Trump allows for renewable energy, but cites bad information

AWEA is always glad to hear about support for renewable energy, like this statement today from candidate Donald Trump,  in a press conference and a speech on energy policy to an oil industry group in Bismarck, North Dakota:

“So we can pursue all forms of energy. This includes renewable energies and the technologies of the future.”

Trump said that includes wind. However he then cited bad information that’s out-of-date, discredited, misleading, and just plain wrong, about the cost of wind, incentives to build turbines, and effects on eagles and birds.

Trump on the cost of wind energy: “Wind is very expensive, I mean wind is, without subsidy, wind doesn’t work.”

Actually: Wind is already cheaper than fossil fuels in wind-rich areas like Iowa and Texas, a statement Politifact checked and rated “True.” It’s increasingly cost-competitive not counting any incentives. The overall cost of wind-generated electricity has fallen 66 percent since 2009.

Trump on incentives: “You need massive subsidies for wind…The government should not pick winners and losers.”

Actually: All forms of energy have incentives, most of them permanent in the tax code. The only ones preparing to phase out their incentives are wind and the other renewable industries. The wind Production Tax Credit is set to phase out starting next year.

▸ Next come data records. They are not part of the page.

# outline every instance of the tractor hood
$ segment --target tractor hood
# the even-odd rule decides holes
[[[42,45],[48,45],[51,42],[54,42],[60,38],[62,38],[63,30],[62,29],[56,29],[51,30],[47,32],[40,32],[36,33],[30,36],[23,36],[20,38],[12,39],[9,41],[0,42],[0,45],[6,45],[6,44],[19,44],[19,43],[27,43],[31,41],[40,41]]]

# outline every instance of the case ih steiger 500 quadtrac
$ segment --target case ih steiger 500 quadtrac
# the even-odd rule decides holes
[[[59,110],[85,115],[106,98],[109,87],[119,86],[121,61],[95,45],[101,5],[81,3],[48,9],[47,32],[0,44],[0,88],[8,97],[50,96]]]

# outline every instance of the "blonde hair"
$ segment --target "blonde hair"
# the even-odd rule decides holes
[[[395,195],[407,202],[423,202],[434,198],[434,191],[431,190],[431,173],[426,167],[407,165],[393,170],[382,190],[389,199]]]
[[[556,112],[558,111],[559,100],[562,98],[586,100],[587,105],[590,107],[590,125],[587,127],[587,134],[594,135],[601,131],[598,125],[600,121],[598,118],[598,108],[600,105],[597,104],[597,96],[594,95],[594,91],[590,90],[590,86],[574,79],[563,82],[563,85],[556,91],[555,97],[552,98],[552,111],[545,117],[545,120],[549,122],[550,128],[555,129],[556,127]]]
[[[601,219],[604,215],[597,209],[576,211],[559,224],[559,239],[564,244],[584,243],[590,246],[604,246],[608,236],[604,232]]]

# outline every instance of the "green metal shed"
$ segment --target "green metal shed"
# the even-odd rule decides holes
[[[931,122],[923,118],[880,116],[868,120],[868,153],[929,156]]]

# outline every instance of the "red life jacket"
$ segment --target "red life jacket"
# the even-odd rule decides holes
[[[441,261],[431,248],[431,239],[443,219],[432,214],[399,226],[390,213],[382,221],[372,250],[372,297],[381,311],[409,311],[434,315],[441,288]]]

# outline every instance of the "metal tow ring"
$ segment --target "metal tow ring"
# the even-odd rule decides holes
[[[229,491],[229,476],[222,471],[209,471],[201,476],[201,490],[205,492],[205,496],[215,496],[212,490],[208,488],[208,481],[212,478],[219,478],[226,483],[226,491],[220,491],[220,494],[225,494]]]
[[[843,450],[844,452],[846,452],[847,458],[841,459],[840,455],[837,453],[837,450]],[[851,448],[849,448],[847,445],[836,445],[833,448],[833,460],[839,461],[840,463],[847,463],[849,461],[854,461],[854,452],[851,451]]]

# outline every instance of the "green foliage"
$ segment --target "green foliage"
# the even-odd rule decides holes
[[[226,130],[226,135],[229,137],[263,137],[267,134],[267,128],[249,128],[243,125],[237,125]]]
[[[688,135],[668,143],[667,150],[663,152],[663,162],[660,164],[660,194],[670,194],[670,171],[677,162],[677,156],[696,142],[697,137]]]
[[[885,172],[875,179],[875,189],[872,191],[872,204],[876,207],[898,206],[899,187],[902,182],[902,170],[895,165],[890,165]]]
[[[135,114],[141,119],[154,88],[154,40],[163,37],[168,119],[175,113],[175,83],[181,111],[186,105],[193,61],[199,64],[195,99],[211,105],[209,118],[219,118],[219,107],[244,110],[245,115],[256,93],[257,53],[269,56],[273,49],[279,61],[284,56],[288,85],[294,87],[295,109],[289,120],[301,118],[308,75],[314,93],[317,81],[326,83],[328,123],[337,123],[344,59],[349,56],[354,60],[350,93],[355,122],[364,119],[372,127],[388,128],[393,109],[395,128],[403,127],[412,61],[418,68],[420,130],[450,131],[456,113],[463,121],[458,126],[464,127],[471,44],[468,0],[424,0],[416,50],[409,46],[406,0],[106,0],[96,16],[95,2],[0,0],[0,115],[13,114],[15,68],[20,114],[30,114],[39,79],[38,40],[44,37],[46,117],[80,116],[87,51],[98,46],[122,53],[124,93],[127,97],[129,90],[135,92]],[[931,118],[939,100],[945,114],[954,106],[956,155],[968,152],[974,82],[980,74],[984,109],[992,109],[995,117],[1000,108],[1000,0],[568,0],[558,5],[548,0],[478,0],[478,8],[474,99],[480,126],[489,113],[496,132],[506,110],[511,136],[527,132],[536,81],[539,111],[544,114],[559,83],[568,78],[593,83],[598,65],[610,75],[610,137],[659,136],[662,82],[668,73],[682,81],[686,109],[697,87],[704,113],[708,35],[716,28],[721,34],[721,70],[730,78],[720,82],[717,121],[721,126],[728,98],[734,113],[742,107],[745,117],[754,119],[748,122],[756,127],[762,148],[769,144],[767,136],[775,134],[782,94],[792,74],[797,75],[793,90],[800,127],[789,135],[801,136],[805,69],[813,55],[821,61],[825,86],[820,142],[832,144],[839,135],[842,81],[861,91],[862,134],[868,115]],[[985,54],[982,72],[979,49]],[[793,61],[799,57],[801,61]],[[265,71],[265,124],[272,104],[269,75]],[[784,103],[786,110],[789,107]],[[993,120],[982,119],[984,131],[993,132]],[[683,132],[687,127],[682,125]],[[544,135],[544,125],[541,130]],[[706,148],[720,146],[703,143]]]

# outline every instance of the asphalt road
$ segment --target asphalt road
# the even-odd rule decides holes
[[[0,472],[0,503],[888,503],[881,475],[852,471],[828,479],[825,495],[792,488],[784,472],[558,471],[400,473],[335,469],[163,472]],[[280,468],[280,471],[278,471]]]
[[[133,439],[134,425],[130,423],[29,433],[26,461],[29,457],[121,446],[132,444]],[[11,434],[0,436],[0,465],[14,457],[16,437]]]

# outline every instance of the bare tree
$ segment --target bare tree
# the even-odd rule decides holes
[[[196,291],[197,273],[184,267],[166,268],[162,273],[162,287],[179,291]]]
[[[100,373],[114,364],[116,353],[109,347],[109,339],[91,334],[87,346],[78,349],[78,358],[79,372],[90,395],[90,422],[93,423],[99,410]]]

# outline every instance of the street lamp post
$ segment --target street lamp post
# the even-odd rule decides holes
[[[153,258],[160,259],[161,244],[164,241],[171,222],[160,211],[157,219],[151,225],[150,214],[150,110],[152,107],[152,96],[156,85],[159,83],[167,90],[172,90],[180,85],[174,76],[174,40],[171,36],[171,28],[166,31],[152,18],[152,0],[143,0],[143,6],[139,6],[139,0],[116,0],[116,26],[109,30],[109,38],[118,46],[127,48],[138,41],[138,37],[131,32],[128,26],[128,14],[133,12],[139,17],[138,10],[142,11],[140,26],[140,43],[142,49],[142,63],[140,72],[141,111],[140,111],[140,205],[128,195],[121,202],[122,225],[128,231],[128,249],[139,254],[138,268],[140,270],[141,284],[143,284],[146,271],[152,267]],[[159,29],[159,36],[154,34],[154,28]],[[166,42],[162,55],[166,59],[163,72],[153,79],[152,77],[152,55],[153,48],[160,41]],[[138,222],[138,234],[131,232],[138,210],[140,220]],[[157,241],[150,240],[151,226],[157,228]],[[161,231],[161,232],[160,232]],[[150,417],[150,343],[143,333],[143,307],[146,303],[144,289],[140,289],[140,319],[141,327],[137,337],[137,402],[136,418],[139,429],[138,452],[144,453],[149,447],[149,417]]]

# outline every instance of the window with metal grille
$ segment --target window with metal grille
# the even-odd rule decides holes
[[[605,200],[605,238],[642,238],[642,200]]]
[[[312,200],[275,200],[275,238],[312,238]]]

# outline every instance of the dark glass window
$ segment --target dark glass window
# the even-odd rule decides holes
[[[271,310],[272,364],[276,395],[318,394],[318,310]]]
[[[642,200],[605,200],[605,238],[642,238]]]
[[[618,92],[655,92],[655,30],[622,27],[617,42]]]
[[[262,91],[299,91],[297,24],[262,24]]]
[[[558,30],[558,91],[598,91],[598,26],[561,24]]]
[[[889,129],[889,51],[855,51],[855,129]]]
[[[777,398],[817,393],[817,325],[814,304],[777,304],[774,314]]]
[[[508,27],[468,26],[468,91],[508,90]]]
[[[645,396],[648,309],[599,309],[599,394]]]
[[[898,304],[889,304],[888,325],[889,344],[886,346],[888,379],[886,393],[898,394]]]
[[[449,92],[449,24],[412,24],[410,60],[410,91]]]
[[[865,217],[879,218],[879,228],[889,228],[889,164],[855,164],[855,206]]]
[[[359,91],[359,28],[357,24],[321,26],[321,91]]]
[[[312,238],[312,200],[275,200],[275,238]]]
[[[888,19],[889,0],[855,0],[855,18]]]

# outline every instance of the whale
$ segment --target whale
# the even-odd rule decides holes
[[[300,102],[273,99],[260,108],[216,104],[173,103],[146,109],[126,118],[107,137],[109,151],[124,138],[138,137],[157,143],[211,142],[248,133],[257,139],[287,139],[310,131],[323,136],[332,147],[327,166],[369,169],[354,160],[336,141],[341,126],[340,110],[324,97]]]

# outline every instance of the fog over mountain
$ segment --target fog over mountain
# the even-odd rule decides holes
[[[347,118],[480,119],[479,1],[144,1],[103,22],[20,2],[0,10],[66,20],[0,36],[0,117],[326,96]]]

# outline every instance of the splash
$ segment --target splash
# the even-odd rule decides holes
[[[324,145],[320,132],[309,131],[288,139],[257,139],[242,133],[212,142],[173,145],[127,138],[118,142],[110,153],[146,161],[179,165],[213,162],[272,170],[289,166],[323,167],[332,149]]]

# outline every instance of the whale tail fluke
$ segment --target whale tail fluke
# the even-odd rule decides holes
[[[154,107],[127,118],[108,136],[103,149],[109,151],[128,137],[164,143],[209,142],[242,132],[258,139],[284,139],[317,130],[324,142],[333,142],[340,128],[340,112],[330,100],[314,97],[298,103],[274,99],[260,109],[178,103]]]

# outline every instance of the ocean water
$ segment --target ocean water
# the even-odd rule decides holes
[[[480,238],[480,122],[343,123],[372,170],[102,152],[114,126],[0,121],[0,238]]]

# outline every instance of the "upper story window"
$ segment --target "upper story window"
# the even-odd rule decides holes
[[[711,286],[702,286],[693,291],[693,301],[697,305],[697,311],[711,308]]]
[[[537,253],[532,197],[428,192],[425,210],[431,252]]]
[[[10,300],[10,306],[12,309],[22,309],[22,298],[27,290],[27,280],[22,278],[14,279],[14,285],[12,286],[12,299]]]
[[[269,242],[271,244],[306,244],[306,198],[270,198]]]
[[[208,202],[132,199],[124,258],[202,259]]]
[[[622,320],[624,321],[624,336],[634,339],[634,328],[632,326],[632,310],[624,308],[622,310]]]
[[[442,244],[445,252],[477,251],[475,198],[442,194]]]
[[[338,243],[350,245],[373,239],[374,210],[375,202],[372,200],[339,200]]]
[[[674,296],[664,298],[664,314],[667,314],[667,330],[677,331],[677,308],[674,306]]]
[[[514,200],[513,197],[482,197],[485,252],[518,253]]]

Trump on eagles:  “…there are places maybe for wind. But if you go to various places in California, wind is killing all of the eagles.”

Actually: Publicly available data of all known eagle fatalities shows collisions with wind turbines at modern wind farms are responsible for less than five percent of all documented human-caused golden eagle deaths. Cases of bald eagles striking turbines are even rarer. The numbers of both kinds of eagle are increasing in the Western U.S.

Trump on birds: “Wind turbines kill far more than a million birds a year, far more…so wind is, you know, it’s a problem.”

Actually: Mr. Trump’s numbers are off by orders of magnitude. Wind power has among the lowest impacts on wildlife of any way to make electricity. Leading wildlife groups like the Audubon Society, the National Wildlife Federation, and the World Wildlife Fund support responsibility sited wind turbines. Wind energy is the low-cost solution to carbon pollution in particular which threatens all wildlife. Unlike all other human sources, the wind industry works to minimize and offset the limited impacts it has on individual birds, building on a legacy of care for birds and environment.

Trump ended by saying “Despite that, I am into all types of energy. And by the way, while we’re in North Dakota, I have to say that: I love the farmers.”

We encourage Mr. Trump to love the wind farmers, too. In most cases they’re the same people: 98 percent of wind turbines are erected on private land, leased from farmers and ranchers.

So the good news about wind energy is not just it’s good for consumers and the environment, it has also given the farmers in 40 states a valuable new cash crop, as it has in North Dakota.